Une jolie femme séduit les esprits pour mieux les capturer. Un lycéen pense qu'une de ses camarades de classe est un zombie. Un homme-poisson tombe amoureux d'une baigneuse. Un jeune couple emménage dans un appartement ; alors qu'il entame un rapport sexuel, un fantôme apparait... L'ouvrage assemble les nouvelles du recueil Hebi-onna hajimemashita (Je suis devenue une femme-serpent) sorti en 2013, ainsi que onze histoires courtes qui furent publiées entre 2013 et 2018 dans le mensuel de prépublication Yû – Ghostly Magazine. C'est donc avec trente histoires, dont celle qui fournit le titre à cette compilation, la collectionneuse, que le lectorat francophone découvre et savoure l'univers particulier de Yôsuke Takahashi.
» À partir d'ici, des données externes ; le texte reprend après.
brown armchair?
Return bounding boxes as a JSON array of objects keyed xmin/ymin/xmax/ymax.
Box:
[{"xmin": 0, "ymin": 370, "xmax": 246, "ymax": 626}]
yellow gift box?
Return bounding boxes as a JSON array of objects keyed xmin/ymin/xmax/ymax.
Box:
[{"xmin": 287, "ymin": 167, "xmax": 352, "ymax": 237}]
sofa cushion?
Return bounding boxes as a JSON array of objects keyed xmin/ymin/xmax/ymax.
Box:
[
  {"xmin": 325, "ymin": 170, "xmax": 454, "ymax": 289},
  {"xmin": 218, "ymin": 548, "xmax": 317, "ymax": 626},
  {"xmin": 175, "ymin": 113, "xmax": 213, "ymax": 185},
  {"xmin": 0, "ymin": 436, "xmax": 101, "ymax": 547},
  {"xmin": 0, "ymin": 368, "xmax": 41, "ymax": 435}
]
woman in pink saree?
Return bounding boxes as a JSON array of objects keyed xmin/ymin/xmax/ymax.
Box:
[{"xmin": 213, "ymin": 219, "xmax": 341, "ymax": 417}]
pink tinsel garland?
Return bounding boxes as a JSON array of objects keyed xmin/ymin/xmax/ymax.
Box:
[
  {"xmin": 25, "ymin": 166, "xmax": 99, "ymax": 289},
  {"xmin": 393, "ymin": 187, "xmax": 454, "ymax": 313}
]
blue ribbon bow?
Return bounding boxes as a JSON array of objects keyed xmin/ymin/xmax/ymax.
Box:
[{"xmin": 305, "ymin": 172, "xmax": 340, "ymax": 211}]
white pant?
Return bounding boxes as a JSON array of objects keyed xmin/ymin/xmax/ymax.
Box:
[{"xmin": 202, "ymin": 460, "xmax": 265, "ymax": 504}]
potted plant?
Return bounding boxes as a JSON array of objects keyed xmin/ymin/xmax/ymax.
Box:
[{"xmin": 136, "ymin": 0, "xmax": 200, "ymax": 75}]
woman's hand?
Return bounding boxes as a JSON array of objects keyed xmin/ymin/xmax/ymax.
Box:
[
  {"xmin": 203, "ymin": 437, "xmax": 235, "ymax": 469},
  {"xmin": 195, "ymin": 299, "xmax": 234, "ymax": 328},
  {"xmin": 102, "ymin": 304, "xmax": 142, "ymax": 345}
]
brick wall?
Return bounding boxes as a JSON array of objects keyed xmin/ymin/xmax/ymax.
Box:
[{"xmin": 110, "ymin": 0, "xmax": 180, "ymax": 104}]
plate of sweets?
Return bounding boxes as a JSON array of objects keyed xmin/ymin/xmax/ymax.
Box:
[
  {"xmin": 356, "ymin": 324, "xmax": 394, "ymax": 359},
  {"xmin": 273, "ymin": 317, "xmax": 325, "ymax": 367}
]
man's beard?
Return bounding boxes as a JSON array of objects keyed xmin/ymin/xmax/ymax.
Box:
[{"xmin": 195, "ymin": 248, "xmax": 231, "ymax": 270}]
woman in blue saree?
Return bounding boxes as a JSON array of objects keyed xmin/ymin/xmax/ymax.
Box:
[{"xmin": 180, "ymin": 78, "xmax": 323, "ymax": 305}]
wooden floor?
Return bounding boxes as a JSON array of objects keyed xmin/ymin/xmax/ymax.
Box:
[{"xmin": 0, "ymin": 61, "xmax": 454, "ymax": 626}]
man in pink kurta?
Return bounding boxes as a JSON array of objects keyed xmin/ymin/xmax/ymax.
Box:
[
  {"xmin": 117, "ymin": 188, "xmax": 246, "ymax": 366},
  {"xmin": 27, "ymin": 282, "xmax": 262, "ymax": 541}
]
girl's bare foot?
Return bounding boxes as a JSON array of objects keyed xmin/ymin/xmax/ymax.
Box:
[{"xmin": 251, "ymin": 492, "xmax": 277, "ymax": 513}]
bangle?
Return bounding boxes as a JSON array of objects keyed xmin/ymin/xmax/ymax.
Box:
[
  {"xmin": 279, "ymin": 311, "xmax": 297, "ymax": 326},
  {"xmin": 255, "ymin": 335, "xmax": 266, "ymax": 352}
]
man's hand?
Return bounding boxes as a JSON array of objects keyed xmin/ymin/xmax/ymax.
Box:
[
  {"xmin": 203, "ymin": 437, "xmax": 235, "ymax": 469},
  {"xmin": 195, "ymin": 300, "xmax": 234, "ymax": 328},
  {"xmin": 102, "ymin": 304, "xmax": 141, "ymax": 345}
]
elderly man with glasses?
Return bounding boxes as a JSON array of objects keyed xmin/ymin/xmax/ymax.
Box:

Car, bien qu'ayant commencé sa carrière en 1977, il demeure inconnu du grand public étranger.
L'auteur maîtrise les codes des kaidan, ces contes d'horreur prisés au Japon, que la pop-culture a commencé à populariser de l'autre côté du Pacifique dans le cinéma, l'animation ou la bande dessinée. Par exemple, les critiques et les bédéphiles connaissent déjà l'importance du travail mémoriel et de vulgarisation de Shigeru Mizuki autour des Yokai. Takahashi reprend quantité de récits populaires et joue subtilement à les transposer dans la société contemporaine. C'est ainsi que le consumérisme ou le nihilisme deviennent les toiles de fond de plusieurs scénarios, ajoutant du glauque ou de la tension dans plusieurs situations. Le scénariste associe subtilement les sentiments humains les plus sombres aux histoires de fantômes, laissant les lecteurs pantois ou surpris de constater que le protagoniste est bien plus horrible que les créatures fantastiques. Ce procédé captive dès le premier chapitre court et trouve son climax dans Les papillons rouges, qui est l'une des plus belles histoires du recueil. D'ailleurs, cette intrigue met également en avant un autre point important du travail de l'auteur : la place des femmes. Ces dernières sont parfois des victimes d'hommes manipulateurs, possessifs ou violents, pour qui le fantastique peut être une planche de salut (ou pas). Elles peuvent aussi être fortes ou de redoutables séductrices. Takahashi s'éloigne des clichés du genre, fortement présents dans la production mainstream, pour construire des personnages crédibles en reprenant les codes du genre horrifique nippon. Enfin, il convient d'ajouter que l'artiste a su fusionner trois registres en un seul. Ainsi, horreur, aventure et humour noir se mêlent en une catégorie unique, ce qui déstabilise, surprend et plait.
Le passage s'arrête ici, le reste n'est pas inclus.